Yash picture Yash · Sep 8, 2017 · Viewed 10.6k times · Source

How do we get the status of the preceding stage(s) in a Jenkins pipeline. For example: My example pipeline is as under:

pipeline {
    agent
    {
        node {
                label 'master'
                customWorkspace "${env.JobPath}"
              }
    }

    stages 
    {
        stage('Start') {
            steps {
                sh 'ls'
            }
        }

        stage ('set_env') {
            steps {
                // script to set environment.
            }
        }

        stage ('Build') {
            steps {
                // script to build.
            }
        }

        stage ('Send_mail') {
            steps {
                // script to send mail.
            }
        }

        stage('End') {
            steps {
                sh 'ls'
            }
        }
    }
}

How can i get the status of a particular stage in a pipeline. for ex: i want to take certain decisions based on whether the "Build" stage was a success or a failure.

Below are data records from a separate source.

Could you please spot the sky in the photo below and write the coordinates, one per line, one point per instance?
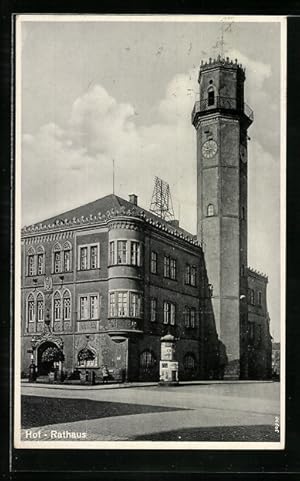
(96, 91)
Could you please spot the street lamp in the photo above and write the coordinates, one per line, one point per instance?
(32, 367)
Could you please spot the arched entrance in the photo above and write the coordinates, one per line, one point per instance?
(49, 358)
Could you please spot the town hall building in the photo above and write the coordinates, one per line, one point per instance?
(102, 283)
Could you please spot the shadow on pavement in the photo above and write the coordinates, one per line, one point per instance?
(39, 411)
(254, 433)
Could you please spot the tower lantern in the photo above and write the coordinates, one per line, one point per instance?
(221, 119)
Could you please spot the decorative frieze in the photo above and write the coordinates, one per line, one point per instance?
(94, 220)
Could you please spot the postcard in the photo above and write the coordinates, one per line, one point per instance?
(150, 232)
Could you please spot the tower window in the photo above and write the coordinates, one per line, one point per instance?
(210, 210)
(211, 97)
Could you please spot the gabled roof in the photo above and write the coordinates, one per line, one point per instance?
(105, 204)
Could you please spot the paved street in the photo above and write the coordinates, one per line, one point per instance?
(204, 411)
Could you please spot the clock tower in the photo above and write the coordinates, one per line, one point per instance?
(221, 119)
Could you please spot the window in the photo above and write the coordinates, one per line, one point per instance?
(135, 253)
(121, 252)
(30, 308)
(135, 304)
(83, 258)
(210, 210)
(252, 297)
(112, 253)
(259, 298)
(173, 269)
(40, 307)
(169, 313)
(88, 257)
(57, 306)
(94, 307)
(153, 266)
(57, 267)
(31, 262)
(122, 304)
(211, 96)
(189, 361)
(190, 275)
(87, 358)
(251, 331)
(94, 257)
(186, 317)
(125, 303)
(40, 260)
(57, 262)
(193, 276)
(192, 317)
(258, 333)
(67, 261)
(147, 359)
(31, 265)
(89, 306)
(187, 274)
(166, 266)
(67, 306)
(153, 310)
(67, 257)
(112, 303)
(84, 307)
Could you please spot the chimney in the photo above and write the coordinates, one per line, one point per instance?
(133, 199)
(174, 222)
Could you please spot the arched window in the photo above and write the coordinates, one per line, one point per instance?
(40, 260)
(67, 257)
(87, 357)
(147, 359)
(210, 96)
(30, 308)
(57, 258)
(40, 307)
(31, 268)
(210, 210)
(189, 361)
(67, 305)
(57, 306)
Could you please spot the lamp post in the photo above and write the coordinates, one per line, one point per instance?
(32, 367)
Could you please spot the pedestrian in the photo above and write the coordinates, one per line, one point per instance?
(105, 374)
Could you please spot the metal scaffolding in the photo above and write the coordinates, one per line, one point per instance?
(161, 202)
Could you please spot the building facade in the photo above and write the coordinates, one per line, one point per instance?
(221, 119)
(114, 284)
(101, 284)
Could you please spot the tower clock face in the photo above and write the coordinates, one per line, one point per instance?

Is there any environment variable which tracks the status of every stage, or there's a Jenkins REST API which can help me achieve this.

Thanks!

Answer

fishi0x01 picture fishi0x01 · Sep 8, 2017

Jenkins declarative pipelines are opinionated syntax on top of the former jenkins pipeline approach. This means you can also regard a jenkins declarative pipeline as a groovy script with extra syntactic sugar. So you can freely use variables. As mentioned in my comment above, you can set the whole jobs status via currentBuild.result, but if you want to make decisions within the same job between stages: simply use groovy variables to indicate the state of the previous stage. Taking your example:

pipeline {

    def didSucceed = true

    agent
    {
        node {
                label 'master'
                customWorkspace "${env.JobPath}"
              }
    }

    stages 
    {
        stage('Start') {
            steps {
                sh 'ls'
            }
        }

        stage ('set_env') {
            steps {
                // script to set environment.
                didSucceed = true // Here you indicate whether stuff actually worked..
            }
        }

        stage ('Build') {
            steps {
                if (didSucceed) {
                    // script to build.
                } else {
                    // Procedure in case of previous error..
                }
            }
        }

        stage ('Send_mail') {
            steps {
                // script to send mail.
            }
        }

        stage('End') {
            steps {
                sh 'ls'
            }
        }
    }
}

You could also stay in a more declarative way using the when statement in combination with a boolean variable.